A grande diferença seria mesmo que nunca Galileu rejeitaria a sua ideia, nem a tentaria revogar. Aliás, ainda a apimentaria mais. E estaria na capa dos jornais, e de todas as revistas cor-de-rosa. E nos telejornais nacionais. E nas rádios. E em outdoors. Em tudo, enfim.
Lá estaria ele, a afiar facas, a ripostar contra quem quer que fosse que lhe apontasse uma lasca de unha.
Ora, acontece que proliferam ideias e teorias, vindas de qualquer parte. É comum estarmos a comer um prato de sopa e “olha, cá está uma ideia”.
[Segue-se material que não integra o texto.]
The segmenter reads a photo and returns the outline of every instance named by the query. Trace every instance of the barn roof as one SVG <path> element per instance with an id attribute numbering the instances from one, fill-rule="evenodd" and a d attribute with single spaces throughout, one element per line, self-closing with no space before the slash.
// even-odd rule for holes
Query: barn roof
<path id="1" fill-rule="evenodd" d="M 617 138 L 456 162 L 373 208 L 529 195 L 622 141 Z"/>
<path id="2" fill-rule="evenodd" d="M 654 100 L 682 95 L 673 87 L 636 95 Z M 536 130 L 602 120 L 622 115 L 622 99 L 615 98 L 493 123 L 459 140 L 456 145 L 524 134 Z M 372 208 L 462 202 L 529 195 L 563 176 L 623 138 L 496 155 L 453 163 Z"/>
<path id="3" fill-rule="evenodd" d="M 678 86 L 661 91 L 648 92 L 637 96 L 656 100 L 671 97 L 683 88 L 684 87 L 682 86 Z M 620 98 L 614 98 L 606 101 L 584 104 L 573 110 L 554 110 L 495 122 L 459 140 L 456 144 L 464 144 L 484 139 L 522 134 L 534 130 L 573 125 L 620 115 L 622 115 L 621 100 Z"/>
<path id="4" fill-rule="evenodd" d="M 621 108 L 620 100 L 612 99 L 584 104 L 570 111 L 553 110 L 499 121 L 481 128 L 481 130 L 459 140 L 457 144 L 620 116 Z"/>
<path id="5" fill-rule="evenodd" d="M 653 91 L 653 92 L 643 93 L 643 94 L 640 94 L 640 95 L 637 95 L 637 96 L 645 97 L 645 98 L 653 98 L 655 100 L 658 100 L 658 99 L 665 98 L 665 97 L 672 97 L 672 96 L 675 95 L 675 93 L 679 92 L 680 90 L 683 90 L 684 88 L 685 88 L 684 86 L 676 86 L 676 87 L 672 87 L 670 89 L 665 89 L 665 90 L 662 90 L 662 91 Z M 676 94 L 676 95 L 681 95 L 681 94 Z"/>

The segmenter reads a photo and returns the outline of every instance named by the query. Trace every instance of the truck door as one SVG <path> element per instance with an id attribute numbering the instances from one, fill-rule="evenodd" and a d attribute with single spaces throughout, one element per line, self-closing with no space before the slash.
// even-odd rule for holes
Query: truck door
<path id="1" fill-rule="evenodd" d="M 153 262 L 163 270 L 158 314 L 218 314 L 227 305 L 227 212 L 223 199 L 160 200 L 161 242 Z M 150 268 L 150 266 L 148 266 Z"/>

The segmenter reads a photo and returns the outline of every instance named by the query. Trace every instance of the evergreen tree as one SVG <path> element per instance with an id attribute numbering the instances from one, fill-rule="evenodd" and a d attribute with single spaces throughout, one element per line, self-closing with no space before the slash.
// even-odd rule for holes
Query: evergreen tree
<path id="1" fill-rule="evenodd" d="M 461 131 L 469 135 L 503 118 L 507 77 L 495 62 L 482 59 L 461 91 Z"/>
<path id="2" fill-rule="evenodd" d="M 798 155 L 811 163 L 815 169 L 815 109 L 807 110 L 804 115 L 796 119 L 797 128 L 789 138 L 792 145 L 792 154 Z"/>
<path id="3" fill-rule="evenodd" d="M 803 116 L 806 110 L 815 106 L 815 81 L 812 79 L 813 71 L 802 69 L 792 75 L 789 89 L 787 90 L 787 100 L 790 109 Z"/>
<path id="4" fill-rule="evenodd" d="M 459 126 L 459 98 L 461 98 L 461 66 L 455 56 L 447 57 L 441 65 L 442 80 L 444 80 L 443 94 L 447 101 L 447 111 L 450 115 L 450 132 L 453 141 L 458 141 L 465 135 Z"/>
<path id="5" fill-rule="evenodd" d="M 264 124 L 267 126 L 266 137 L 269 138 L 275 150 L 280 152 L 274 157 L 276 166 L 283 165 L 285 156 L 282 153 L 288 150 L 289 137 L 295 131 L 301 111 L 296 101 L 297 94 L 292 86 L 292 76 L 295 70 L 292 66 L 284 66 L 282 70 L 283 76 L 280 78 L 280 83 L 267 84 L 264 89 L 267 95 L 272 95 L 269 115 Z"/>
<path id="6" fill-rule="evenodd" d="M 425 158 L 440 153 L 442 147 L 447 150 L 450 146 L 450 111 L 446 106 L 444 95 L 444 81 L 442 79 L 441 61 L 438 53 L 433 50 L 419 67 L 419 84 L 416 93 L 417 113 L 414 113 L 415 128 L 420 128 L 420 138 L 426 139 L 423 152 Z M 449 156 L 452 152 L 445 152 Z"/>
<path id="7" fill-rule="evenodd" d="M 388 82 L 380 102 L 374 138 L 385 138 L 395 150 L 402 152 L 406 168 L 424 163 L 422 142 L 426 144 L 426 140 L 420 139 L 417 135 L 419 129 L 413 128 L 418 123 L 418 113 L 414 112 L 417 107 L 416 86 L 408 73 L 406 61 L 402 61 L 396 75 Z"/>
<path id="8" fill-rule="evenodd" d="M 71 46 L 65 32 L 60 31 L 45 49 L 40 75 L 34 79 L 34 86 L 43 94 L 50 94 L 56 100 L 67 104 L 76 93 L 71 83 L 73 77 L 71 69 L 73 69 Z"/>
É por isso que há estudos sobre tudo e mais alguma coisa. Aliás, mesmo a minha declaração anterior era uma boa tese. Ora reparem – “pessoas que comem sopa têm mais ideias revolucionárias”. Estão a ver?
Note-se que, por norma, pensa-se que quem tem ideias são as pessoas especiais – bem ao jeito de Galileu.
Porém, abram-se bocas de espanto, não somos todos Galileu (fomos todos macacos no Facebook, mas o movimento Galileu ainda não chegou). O que significa que por mais ideias práticas que tivermos, boas até, que resolvam o nosso dia-a-dia ou a nossa vida, ninguém garante que vão evitar guerras, fome, catástrofes naturais e o aquecimento global.
Podemos, e devemos ser especiais em tudo que fazemos. Mas vamos deixar-nos disto de querer ser progressista radical, publicar livros e dar entrevistas (ou vender, quiçá).
Não ao “especialismo” colectivo! Não à mudança do mundo através de ideias que nascem e morrem numa mesa de café! Não ao querer ser diferente, muitas vezes de formas absurdas (a internet tem tão bons exemplos disto).
Devíamos ser especiais, em paradoxo. Ou seja, vamos ser especiais de forma normal.